Outras dicas dos consultores passam pela discrição. Isso significa, por exemplo, não usar o e-mail corporativo para combinar procedimentos relativos ao processo de seleção, pois é possível que ele seja monitorado pela companhia. Também não convém comentar sobre o processo com colegas de trabalho. “Pode ser uma exposição sem necessidade”, avalia Sandra Finardi, do grupo DMRH. Mas se esse colega é de fato alguém de convívio mais íntimo e em quem se deposita confiança, vale sondá-lo a respeito da oportunidade, especialmente se ele tem conhecimento do mercado ou da outra empresa, sempre deixando claro que o assunto requer sigilo.
Marcar encontros em lugares públicos, como em restaurantes ou cafés, é uma tática que disfarça o intento da conversa. “Não parece que é uma entrevista de emprego”, diz Ricardo Rocha, gerente executivo da empresa de recrutamento Michael Page. No entanto, reza a Lei de Murphy que uma pessoa que trabalha na mesma organização do entrevistado – ou até o próprio chefe – poderá casualmente estar nesse mesmo lugar, no mesmo dia e no mesmo horário. Mais ainda: dependendo do setor, aquele com quem se almoça correrá o risco de ser reconhecido pelo “espião”.
Em uma situação como essa, não é recomendado negar o óbvio para quem o flagrou. Sandra sugere o seguinte discurso: “Recebi uma abordagem e fui conversar para entender o que era. É o mercado, não significa que eu queira sair da empresa”. Se a réplica for “Por que não me contou?”, a tréplica pode seguir pela via do “Queria esperar o processo maturar, saber se valia a pena abri-lo para você”, enfatiza.
“Valer a pena”, por sinal, é um critério a ser fortemente levado em consideração antes de entrar em um processo de seleção mesmo estando empregado. “É preciso fazer filtro inicial de motivação, analisar os desafios e o que se espera do projeto apresentado”, afirma Rocha. “A relação com o headhunter deve ser muito aberta.”
Essa abertura não caracterizava o comportamento de Edvaldo Souza, de 41 anos, nas ocasiões em que foi sondado enquanto gerente de primeira linha em uma grande companhia brasileira.
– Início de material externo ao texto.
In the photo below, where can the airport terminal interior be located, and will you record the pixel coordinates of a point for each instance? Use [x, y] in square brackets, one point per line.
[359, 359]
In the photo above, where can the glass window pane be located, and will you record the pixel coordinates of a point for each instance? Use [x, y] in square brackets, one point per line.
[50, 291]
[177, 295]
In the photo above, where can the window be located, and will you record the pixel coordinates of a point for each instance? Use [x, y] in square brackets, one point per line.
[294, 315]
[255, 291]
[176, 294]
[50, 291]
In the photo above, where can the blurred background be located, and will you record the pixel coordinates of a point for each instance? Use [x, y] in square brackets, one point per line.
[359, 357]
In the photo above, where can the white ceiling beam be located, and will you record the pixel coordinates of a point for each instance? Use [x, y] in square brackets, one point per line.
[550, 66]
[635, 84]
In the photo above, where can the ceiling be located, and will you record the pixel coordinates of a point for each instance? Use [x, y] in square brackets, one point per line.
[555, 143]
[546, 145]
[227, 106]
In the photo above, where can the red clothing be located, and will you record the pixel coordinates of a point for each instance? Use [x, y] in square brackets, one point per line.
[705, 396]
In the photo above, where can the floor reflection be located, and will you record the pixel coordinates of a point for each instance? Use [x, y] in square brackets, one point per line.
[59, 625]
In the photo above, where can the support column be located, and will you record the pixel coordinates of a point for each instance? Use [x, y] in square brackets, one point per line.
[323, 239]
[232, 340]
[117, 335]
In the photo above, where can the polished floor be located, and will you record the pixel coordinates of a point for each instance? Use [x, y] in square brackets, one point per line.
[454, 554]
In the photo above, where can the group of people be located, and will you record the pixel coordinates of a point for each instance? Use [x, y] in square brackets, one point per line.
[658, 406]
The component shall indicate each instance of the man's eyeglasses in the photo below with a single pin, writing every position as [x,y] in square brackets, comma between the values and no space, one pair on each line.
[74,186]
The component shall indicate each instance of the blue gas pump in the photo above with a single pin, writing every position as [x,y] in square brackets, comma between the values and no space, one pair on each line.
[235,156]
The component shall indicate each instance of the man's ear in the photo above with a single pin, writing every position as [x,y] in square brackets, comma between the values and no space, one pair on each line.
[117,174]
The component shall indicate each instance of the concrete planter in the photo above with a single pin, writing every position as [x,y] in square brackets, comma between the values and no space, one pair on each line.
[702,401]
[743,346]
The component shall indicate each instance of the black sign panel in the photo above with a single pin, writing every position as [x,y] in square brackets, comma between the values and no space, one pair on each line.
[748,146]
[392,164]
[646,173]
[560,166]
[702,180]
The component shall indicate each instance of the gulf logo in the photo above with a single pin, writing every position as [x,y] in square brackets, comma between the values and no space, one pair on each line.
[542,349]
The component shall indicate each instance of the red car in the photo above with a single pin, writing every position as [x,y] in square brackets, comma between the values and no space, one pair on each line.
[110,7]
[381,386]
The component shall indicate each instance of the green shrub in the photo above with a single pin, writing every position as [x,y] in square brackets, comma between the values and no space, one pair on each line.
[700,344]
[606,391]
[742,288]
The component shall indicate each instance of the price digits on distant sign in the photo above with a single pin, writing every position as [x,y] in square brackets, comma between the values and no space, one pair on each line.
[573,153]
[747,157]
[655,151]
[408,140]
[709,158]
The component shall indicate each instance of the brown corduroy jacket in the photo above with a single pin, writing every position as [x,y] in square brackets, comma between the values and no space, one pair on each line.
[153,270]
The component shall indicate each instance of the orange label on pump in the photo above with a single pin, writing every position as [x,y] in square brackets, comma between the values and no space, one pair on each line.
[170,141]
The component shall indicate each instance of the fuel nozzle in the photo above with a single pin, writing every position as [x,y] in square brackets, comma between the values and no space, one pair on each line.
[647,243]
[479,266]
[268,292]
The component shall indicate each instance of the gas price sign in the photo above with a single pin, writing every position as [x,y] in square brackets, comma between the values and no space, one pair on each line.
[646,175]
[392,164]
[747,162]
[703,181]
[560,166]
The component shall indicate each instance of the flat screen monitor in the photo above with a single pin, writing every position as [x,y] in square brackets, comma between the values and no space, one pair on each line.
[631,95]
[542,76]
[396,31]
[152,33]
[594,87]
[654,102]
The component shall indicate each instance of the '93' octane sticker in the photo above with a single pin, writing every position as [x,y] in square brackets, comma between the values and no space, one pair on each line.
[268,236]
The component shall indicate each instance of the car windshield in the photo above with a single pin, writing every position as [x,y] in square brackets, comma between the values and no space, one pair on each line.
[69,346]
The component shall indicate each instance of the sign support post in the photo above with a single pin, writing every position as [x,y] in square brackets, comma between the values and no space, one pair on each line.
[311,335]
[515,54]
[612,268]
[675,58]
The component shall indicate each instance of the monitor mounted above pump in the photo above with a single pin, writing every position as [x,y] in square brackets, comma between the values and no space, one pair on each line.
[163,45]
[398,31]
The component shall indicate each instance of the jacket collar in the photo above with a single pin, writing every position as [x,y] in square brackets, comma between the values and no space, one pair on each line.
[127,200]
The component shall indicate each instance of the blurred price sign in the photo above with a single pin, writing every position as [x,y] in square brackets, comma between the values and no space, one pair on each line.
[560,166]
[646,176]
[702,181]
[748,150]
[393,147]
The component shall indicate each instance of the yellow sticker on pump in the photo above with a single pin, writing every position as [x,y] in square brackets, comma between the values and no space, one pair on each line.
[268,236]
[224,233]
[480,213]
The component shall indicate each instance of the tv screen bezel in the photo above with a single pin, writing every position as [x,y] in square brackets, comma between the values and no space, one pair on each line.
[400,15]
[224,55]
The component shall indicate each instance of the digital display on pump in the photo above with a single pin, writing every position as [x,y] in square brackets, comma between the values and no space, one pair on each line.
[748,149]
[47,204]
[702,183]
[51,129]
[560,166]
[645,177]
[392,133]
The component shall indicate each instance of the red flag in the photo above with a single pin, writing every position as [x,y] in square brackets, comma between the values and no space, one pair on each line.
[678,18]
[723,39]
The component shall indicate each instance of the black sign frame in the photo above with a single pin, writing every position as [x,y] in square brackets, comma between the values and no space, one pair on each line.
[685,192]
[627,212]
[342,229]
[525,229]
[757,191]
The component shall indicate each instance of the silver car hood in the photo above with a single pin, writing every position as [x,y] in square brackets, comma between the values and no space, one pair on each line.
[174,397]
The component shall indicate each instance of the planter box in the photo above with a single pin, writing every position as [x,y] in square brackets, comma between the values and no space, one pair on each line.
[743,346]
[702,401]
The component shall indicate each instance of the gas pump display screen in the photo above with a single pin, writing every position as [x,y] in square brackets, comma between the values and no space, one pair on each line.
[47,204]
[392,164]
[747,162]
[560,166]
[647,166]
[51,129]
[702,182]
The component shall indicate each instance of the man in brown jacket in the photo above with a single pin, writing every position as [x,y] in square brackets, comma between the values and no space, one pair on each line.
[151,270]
Em um ano em que ele tinha a expectativa de se tornar sócio da empresa, um diretor dobrou seu bônus com a condição de que não trocasse de emprego. “Naquele período recebi muitas ligações de headhunters. Achava que poderia estar sendo testado e fui muito radical, nem queria ouvir o que tinham a dizer”, conta.
Tal postura, segundo percebeu depois, fez com que seu network ficasse muito restrito. Quando precisou sair para o mercado, notou que deveria ter agido de outra maneira. A partir de então, passou a ver os recrutadores especializados de outra forma e a lhes dispensar outro tipo de tratamento. “São eles que orientam sobre o que você vai encontrar do outro lado.”
Hoje, Souza é presidente da Ledervinmatec, empresa de laminados sintéticos à qual chegou quatro anos e meio atrás como gerente de planejamento – ocupa o cargo atual há oito meses. Um relacionamento de total transparência com seus empregadores permite que tenha contatos amigáveis com headhunters, os quais ajuda até com indicações para vagas. Já chegou mesmo a conversar sobre convites para tirá-lo da companhia, mas julga a tarefa “bastante complicada” para quem pensa em empreendê-la atualmente. “A abertura é muito salutar, faz bem até para a própria empresa. Se o executivo recebe consecutivas propostas e permanece onde está, é um bom sinal.”